We were in the Citizen Kane, our favorite spot for bringing journalistic stereotypes to boozy life. It was around nine on
Friday night, and the place was just beginning to fill up. Lately, our turf has been invaded by students from Bessler College,
which is located on the opposite side of town from the behemoth that is Benson. Bessler is a small liberal arts school that
has amazing theater and music departments; too bad the rest of its student body is a bunch of beer-swilling numbskulls. Every
once in a while one of them manages to drink himself right into a coma and the college president has to go to the funeral
and try to keep a straight face. Mad calls it “natural selection.”
“Okay, okay, I’ll be quiet,” he said. “So what the hell happened?”
“I told you. Mr. Hunky Cop was standing in the doorway, and when he saw the pattern the dog collar made on my hand, he got
all hepped up and split. Bat out of hell. Back to the cop shop, I assume.”
“And it was the same pattern as on the girl’s neck?”
“I’m pretty sure. It’s kind of weird. I didn’t think I remembered that much detail; I was scared shitless. But when I saw
the marks on my hand it just sort of flashed back. I could see her lying there with these bruises around her neck.”
“What did they look like?”
“Diamond-shaped, evenly spaced but with sort of a groove at the front. And deep. Angry.”
“Angry?”
“Really vicious. Cut in really deep. Bloody.”
“Why do all the cool things happen to you?”
“Shut up, Mad. It was awful.”
“It’s a guy thing. We love this blood-and-guts shit. I’m thirty-four years old and I’ve never even gotten a peek at a really
interesting corpse.”
“Mad…”
“I know. I’m an asshole.”
“Clearly.”
“Sorry.”
“No problem.”
“You seem to be taking this pretty well, Bernier. You find the stiff, you run for your life, and none the worse for wear.”
“Yeah, right. Two cracked ribs, one sprained wrist…”
“Besides that. You don’t seem any too freaked out.”

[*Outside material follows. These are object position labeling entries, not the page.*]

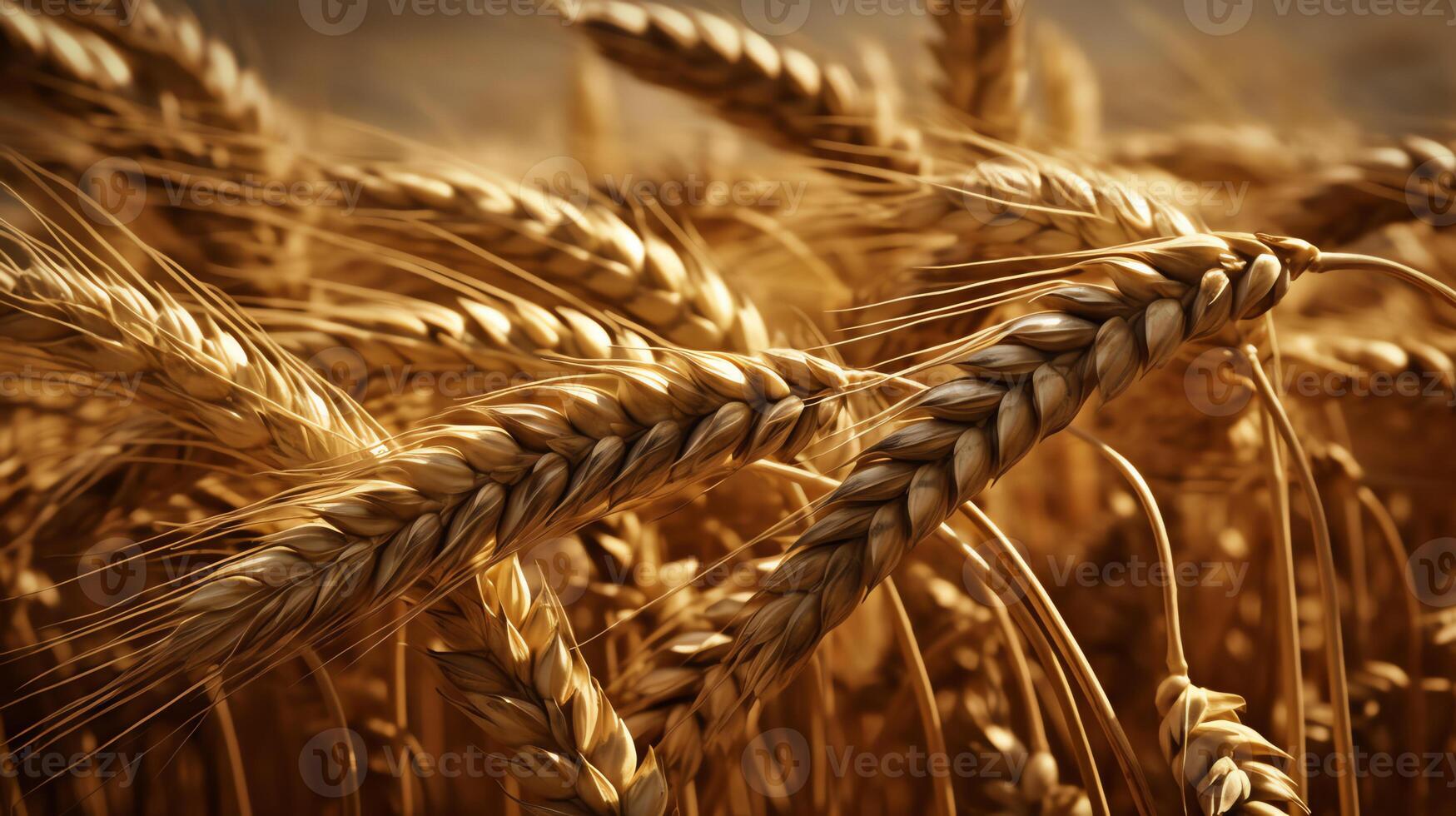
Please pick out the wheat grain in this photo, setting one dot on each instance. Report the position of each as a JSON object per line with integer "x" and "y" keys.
{"x": 1026, "y": 384}
{"x": 516, "y": 664}
{"x": 777, "y": 92}
{"x": 1220, "y": 758}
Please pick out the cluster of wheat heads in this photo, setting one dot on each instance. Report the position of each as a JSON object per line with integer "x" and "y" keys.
{"x": 423, "y": 489}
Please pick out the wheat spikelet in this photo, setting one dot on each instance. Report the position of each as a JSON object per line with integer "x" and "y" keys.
{"x": 1011, "y": 204}
{"x": 514, "y": 662}
{"x": 590, "y": 250}
{"x": 60, "y": 52}
{"x": 497, "y": 334}
{"x": 246, "y": 394}
{"x": 1220, "y": 758}
{"x": 468, "y": 495}
{"x": 180, "y": 60}
{"x": 779, "y": 93}
{"x": 981, "y": 54}
{"x": 1026, "y": 384}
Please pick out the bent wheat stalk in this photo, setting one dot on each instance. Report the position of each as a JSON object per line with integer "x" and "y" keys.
{"x": 514, "y": 662}
{"x": 459, "y": 497}
{"x": 1026, "y": 382}
{"x": 178, "y": 58}
{"x": 779, "y": 93}
{"x": 474, "y": 221}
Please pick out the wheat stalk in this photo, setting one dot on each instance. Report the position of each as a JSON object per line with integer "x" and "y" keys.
{"x": 1073, "y": 98}
{"x": 775, "y": 92}
{"x": 180, "y": 60}
{"x": 201, "y": 361}
{"x": 458, "y": 497}
{"x": 62, "y": 52}
{"x": 1026, "y": 382}
{"x": 497, "y": 334}
{"x": 1220, "y": 758}
{"x": 516, "y": 664}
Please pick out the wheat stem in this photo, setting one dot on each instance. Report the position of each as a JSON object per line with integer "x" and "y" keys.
{"x": 1329, "y": 589}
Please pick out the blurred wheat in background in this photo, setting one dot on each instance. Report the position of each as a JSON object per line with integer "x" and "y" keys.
{"x": 651, "y": 408}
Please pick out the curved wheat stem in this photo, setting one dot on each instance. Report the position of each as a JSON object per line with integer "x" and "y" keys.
{"x": 470, "y": 217}
{"x": 514, "y": 662}
{"x": 1026, "y": 384}
{"x": 779, "y": 93}
{"x": 459, "y": 497}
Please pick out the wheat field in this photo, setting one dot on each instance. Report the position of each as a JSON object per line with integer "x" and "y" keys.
{"x": 791, "y": 431}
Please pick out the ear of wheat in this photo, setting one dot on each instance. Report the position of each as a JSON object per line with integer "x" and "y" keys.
{"x": 1021, "y": 388}
{"x": 519, "y": 674}
{"x": 779, "y": 93}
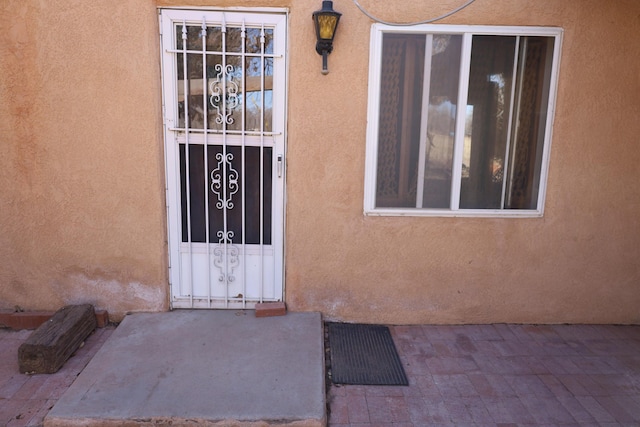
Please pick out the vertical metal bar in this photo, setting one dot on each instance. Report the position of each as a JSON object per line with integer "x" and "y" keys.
{"x": 205, "y": 124}
{"x": 461, "y": 113}
{"x": 223, "y": 101}
{"x": 424, "y": 123}
{"x": 509, "y": 155}
{"x": 185, "y": 81}
{"x": 262, "y": 163}
{"x": 243, "y": 167}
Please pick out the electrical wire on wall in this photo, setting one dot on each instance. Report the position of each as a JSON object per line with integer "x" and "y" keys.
{"x": 426, "y": 21}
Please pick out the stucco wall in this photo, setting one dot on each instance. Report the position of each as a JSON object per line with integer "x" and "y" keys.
{"x": 579, "y": 263}
{"x": 82, "y": 201}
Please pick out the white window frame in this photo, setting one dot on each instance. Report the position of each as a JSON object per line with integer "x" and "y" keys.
{"x": 467, "y": 31}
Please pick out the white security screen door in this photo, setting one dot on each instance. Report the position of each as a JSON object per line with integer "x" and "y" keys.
{"x": 224, "y": 102}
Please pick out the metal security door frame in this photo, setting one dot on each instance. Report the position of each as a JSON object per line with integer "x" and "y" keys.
{"x": 185, "y": 259}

“Are you nuts? Of course I’m freaked out. I’m plenty freaked out. It’s just… I don’t know. Nothing could be as bad as last
year.”
“I get your drift.”
“You see the man you love in a body bag six hours after he’s out of your bed, everything’s pretty much a cake walk from there.”
“No shit.”
We sat there for a while, Mad drinking his Molson and me swirling the limes around my gin and tonic. Mad loves to talk, but
he’s also one of the only people I can just sit with and not feel weird. “Oh, fuck, Mad. I still really miss him.”
“I know you do. But it’s okay.”
“How is it okay?”
“It’s okay to miss him, because he was worth missing. That means missing him is the right thing to do.”
“Wow. Mad, that was positively poetic.”